Największa tajemnica brytyjskiej rodziny królewskiej? Mało kto wie o "zaginionym księciu"
Brytyjska rodzina królewska od pokoleń uchodzi za wzór dla całego świata. Dlatego też nie dziwi, że każde odstępstwo od normy było dla monarchii problemem. Tak też można nazwać "zaginionego księcia", czyli Johna Windsora, który cierpiał między innymi na epilepsję. Książę szybko zniknął z oficjalnych fotografii rodziny, a niedługo później zmarł. Historia "Johnny'ego" wprowadza w osłupienie.
19.02.2024 12:52
John Windsor urodził się w1905 roku i był najmłodszym dzieckiem królowej Marii i króla Jerzego V. Miał liczne rodzeństwo, Edwarda, Alberta, Henryka, Jerzego oraz Marię. Jako jedyny z szóstki dzieci rodziny królewskiej miał problemy zdrowotne i szybko zaczął odstawać od swoich braci i siostry. Stwierdzono u niego padaczkę, a współcześnie mówi się także, że cierpiał na autyzm. Zmarł z dala od rodziny, w Sandringham, mając zaledwie 13 lat.
Dalsza część artykułu pod materiałem wideo
Tajemnica rodziny Windsorów.
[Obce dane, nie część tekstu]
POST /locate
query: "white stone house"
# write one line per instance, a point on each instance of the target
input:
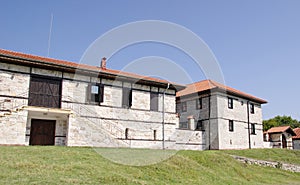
(215, 116)
(46, 101)
(279, 137)
(296, 139)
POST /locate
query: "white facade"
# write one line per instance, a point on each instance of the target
(79, 122)
(217, 117)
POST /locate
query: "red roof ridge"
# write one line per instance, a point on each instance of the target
(278, 129)
(66, 63)
(209, 84)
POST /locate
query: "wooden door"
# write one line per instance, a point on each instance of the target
(42, 132)
(44, 92)
(284, 143)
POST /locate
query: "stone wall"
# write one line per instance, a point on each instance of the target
(239, 137)
(13, 128)
(279, 165)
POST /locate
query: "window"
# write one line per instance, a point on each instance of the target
(178, 108)
(252, 128)
(183, 125)
(251, 108)
(126, 133)
(95, 93)
(127, 98)
(183, 107)
(45, 92)
(230, 103)
(199, 125)
(154, 101)
(199, 103)
(231, 125)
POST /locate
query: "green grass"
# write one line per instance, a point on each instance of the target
(74, 165)
(277, 155)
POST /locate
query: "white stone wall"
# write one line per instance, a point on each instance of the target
(13, 128)
(89, 125)
(239, 138)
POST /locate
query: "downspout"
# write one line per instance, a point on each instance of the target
(209, 106)
(163, 117)
(248, 117)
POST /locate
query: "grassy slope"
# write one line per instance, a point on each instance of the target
(280, 155)
(66, 165)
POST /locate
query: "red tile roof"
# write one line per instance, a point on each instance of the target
(210, 84)
(297, 132)
(278, 129)
(63, 63)
(281, 129)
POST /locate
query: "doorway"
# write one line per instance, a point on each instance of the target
(284, 142)
(42, 132)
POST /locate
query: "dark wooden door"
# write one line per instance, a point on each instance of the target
(284, 143)
(42, 132)
(44, 92)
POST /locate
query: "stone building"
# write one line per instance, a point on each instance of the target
(46, 101)
(296, 139)
(219, 117)
(279, 137)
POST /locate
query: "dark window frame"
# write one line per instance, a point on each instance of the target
(183, 107)
(184, 125)
(252, 108)
(126, 97)
(154, 101)
(95, 98)
(200, 125)
(231, 125)
(199, 103)
(45, 91)
(252, 131)
(230, 103)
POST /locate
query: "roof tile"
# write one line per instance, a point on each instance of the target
(209, 85)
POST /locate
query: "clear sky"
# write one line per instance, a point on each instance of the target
(256, 42)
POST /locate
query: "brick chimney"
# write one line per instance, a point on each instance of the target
(103, 63)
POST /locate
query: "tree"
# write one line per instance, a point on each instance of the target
(280, 121)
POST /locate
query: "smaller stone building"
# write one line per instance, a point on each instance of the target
(215, 116)
(279, 137)
(296, 139)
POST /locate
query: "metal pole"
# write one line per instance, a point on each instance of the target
(163, 116)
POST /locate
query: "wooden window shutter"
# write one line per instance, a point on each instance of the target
(154, 101)
(101, 93)
(130, 98)
(88, 93)
(127, 97)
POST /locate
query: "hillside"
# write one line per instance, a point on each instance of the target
(74, 165)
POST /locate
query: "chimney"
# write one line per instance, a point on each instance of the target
(103, 63)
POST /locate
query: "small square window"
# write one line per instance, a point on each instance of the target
(199, 103)
(154, 101)
(230, 103)
(126, 97)
(95, 89)
(200, 125)
(95, 93)
(183, 107)
(253, 128)
(231, 125)
(184, 125)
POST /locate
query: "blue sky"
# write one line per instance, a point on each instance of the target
(256, 42)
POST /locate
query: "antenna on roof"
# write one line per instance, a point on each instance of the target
(49, 38)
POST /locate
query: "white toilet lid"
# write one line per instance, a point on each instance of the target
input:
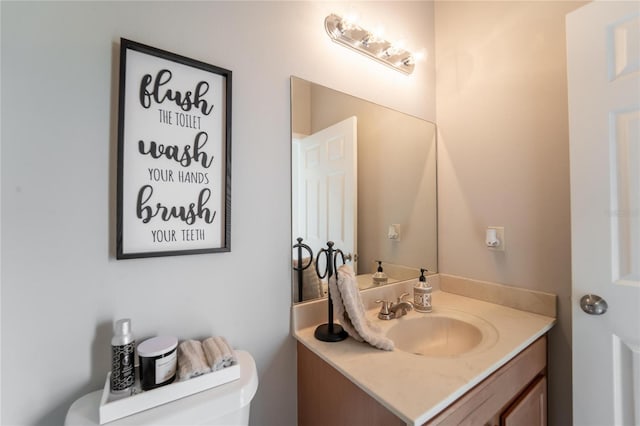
(194, 409)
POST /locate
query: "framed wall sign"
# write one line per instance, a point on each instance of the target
(174, 154)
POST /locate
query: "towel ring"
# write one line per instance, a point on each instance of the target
(299, 268)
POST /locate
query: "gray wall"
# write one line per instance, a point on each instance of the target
(61, 285)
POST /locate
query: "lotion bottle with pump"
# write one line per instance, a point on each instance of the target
(422, 294)
(122, 358)
(379, 278)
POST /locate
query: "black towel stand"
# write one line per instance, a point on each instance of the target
(299, 268)
(330, 332)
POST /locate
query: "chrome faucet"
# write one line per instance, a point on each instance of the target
(402, 306)
(389, 310)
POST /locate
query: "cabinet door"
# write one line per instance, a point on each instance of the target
(530, 409)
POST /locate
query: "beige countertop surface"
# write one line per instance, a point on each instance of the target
(417, 387)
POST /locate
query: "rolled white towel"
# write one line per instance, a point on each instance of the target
(213, 354)
(228, 355)
(191, 360)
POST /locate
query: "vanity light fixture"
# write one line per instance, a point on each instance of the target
(357, 38)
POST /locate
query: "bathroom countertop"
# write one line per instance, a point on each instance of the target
(416, 387)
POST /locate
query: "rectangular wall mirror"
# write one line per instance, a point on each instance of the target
(364, 177)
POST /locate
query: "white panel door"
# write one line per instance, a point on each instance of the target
(603, 65)
(327, 192)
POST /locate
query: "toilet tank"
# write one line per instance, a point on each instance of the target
(227, 404)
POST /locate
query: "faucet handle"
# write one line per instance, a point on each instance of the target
(384, 310)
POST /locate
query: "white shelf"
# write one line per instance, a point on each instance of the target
(115, 408)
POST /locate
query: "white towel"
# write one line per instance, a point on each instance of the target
(228, 356)
(218, 353)
(191, 360)
(348, 306)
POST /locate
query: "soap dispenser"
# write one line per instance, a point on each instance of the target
(379, 278)
(422, 294)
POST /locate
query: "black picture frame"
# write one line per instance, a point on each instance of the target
(174, 155)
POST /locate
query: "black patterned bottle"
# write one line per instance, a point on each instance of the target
(122, 358)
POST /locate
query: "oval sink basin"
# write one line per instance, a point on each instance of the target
(431, 335)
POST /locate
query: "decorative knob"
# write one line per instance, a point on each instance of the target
(593, 304)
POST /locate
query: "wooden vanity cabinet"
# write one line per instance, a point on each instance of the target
(513, 395)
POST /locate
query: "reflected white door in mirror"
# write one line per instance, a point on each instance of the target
(357, 169)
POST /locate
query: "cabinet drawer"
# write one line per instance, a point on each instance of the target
(530, 409)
Książę John był problemem
Kiedy John był małym chłopcem, często pojawiał się publicznie wraz z całą rodziną królewską. Z każdym kolejnym rokiem u najmłodszego syna króla i królowej można było zauważyć problemy zdrowotne, a po dokładniejszych badaniach wykryto padaczkę. Ponadto, jak określał to Jerzy V, wszystkie jego dzieci były posłuszne, oprócz Johna, co zaczęło ciążyć rodzinie Windsorów. Nie pojawił się on również na koronacji rodziców w 1911 roku i powoli był odsuwany od rodziny, o czym świadczy między innymi brak jego obecności na zdjęciach rodziny królewskiej.
Zobacz też: Kolejne niepokojące informacje o Karolu III. Ekspertka wskazuje na problemy z pamięcią i oddychaniem
Książę Johnny był inny. Ostatnie lata życia spędził z dala od rodziny w Sandringham
Choroby księcia stały się na tyle uciążliwe dla rodziny królewskiej, że postanowili wysłać go do posiadłości w Sandringham. Poza tym, że stwarzał problemy wychowawcze, to rodzeństwa Johna zaczęło się go bać. Jak później tłumaczyła rodzina królewska, wyjazd najmłodszego syna był dla jego dobra. Dlatego też wraz ze swoją ukochaną opiekunką, Charlotte Bill, udał się na wieś. Tam, jak się okazało, spędził ostatnie lata życia, umierając we śnie w 1919 roku po ostrym ataku padaczki. Po wielu latach, w 2015 roku odkryto list jego brata i przyszłego króla Edwarda, który wyraził się o bracie w bardzo przykrych słowach, tłumacząc, że jego śmierć była największą ulgą, jaką mogli sobie wyobrazić (...) John stał się "bardziej zwierzęciem niż czymkolwiek innym i był tylko bratem w ciele i niczym więcej".